Das Amtsgericht Münster raubte einer verlassenen Verlobten die Entschädigung: Das Kranzgeld, Trostprämie für verlorene weibliche Unschuld, ist verfassungswidrig.
Silvester war's, das Jahr 1991 grüßte frisch, als die jung Verliebte mit dem Burschen ihrer Wahl das formlose Rechtsgeschäft eines Verlöbnisses feierte. Zu Ostern dann, die Frühjahrsgöttin Ostara weckte Natur und Trieb, wohnte der Jungmann der Jungfrau bei.
Im Juni, o heilige Ostara, zerbrach, was so zart verbandelt war. Per Brief kündigte der Verlobte die Liebe auf.

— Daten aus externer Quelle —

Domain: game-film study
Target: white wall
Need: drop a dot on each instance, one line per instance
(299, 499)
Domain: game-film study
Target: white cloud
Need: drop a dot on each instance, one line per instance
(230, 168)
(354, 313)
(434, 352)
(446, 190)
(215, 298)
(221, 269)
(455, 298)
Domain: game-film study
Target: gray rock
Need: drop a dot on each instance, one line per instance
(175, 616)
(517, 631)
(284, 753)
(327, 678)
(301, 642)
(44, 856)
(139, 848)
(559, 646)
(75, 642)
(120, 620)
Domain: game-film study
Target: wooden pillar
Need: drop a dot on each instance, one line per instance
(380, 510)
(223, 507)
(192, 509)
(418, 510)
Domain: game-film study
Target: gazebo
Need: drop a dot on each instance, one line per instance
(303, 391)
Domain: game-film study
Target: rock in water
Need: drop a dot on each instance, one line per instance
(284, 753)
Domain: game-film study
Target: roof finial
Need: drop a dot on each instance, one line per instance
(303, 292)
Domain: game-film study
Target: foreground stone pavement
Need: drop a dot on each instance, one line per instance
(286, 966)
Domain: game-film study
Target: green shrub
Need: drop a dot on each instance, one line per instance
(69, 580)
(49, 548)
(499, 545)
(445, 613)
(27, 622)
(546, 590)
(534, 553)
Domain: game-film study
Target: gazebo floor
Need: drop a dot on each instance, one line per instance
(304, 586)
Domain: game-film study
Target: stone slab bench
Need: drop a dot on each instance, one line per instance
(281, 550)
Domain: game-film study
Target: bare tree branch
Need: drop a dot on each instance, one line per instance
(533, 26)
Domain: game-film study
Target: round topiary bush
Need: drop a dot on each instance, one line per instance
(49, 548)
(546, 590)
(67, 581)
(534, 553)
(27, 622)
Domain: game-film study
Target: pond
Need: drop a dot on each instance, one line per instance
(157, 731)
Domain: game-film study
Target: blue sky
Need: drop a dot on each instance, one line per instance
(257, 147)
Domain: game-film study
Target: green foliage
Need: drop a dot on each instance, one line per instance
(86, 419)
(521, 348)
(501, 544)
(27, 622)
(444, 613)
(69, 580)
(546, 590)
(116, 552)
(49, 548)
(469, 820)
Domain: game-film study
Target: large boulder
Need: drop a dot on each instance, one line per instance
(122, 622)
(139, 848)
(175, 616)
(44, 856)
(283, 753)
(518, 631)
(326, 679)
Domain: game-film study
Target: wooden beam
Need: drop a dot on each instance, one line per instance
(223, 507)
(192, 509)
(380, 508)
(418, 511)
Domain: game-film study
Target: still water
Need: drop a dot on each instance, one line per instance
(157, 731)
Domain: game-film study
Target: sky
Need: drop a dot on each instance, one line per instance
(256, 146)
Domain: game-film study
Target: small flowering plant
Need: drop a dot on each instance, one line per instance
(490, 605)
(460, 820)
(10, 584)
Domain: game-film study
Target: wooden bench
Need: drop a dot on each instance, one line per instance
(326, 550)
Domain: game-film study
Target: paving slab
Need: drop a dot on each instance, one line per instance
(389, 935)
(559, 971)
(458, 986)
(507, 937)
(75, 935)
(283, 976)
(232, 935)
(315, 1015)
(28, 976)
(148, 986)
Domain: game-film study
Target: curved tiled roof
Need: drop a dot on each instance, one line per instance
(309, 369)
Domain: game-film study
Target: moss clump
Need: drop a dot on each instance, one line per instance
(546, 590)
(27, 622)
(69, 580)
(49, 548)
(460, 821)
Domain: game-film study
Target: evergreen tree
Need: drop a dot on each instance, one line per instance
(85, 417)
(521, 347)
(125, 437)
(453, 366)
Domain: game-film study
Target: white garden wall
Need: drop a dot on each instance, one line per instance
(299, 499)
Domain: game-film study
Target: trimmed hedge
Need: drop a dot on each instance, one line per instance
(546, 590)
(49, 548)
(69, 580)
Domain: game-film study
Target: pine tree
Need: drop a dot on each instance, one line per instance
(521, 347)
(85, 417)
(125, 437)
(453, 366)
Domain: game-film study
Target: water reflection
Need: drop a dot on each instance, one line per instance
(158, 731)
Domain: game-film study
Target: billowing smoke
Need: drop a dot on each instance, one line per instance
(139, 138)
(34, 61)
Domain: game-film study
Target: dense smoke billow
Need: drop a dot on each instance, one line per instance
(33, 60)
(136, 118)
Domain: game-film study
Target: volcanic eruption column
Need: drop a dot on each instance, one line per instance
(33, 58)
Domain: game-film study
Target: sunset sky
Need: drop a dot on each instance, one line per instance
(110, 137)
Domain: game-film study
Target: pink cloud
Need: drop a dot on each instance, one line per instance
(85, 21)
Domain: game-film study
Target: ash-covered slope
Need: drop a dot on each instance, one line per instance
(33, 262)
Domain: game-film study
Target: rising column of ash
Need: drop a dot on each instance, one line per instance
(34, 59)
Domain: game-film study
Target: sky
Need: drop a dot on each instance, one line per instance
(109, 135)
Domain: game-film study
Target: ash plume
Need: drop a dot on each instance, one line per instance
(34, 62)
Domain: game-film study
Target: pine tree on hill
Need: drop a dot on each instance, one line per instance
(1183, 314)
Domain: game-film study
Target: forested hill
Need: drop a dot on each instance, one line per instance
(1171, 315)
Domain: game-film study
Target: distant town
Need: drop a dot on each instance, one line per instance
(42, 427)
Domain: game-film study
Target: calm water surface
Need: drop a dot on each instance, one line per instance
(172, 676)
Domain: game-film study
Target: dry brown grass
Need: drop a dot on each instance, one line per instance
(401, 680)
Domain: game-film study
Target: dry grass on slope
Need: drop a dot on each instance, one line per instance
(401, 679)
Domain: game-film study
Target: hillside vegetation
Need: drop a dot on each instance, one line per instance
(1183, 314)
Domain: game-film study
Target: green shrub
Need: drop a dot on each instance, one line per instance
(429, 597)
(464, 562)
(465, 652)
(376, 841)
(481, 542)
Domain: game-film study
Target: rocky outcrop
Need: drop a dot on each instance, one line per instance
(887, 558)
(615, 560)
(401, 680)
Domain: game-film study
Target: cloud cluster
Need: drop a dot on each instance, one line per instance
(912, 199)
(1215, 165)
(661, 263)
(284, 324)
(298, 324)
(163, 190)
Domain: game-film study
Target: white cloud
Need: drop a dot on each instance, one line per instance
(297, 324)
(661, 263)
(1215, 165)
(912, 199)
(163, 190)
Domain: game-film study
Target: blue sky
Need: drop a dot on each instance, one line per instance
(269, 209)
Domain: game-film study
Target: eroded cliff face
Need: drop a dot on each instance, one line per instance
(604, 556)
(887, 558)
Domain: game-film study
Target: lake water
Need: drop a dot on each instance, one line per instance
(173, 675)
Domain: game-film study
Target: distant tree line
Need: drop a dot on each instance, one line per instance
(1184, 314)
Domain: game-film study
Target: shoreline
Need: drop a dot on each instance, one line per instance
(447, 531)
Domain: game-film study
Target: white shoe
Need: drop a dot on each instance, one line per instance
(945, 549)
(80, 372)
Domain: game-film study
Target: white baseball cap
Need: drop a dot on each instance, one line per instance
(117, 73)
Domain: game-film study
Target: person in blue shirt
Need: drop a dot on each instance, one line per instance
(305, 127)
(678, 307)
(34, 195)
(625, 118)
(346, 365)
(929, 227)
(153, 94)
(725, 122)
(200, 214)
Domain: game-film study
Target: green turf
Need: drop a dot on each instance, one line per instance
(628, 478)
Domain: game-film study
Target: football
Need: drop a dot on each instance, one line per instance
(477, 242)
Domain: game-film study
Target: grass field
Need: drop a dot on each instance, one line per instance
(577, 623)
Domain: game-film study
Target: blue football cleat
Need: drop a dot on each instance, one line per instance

Was der Bursche zum Portogeld von einer Mark ad acta legen wollte, geht nun unter dem Aktenzeichen 50 C 628/92 des Amtsgerichts Münster in die deutsche Rechtsgeschichte ein. Einer Rarität verlustig, hatte die verlassene Verlobte aus Süddeutschland ihren Ex vor dem Amtsgericht verklagt, "ein Kranzgeld in Höhe von 1000,00 DM zu zahlen". Sie kenne einige Männer, "die großen Wert auf geschlechtliche Unbescholtenheit legten", begründete die Deflorierte ihre Furcht, nie wieder als Beringte grüßen zu dürfen.
Im Dezember letzten Jahres taxierte Richterin Sigrid Schöne beim Amtsgericht Münster, was die verlorene Jungfernschaft der Klägerin wert sei, und fällte ihr Urteil: keinen Pfennig.
Der Spruch der Richterin und eine Entscheidung des Bundesverfassungsgerichts dazu verstopfen nun eine Einnahmequelle, die das Bürgerliche Gesetzbuch (BGB) tugendhaften Mädchen als "Kranzgeld", für den geopferten Jungfernkranz, gewährt: "Hat eine unbescholtene Verlobte ihrem Verlobten die Beiwohnung gestattet", so verheißt Paragraph 1300 BGB, so kann sie "eine billige Entschädigung in Geld verlangen".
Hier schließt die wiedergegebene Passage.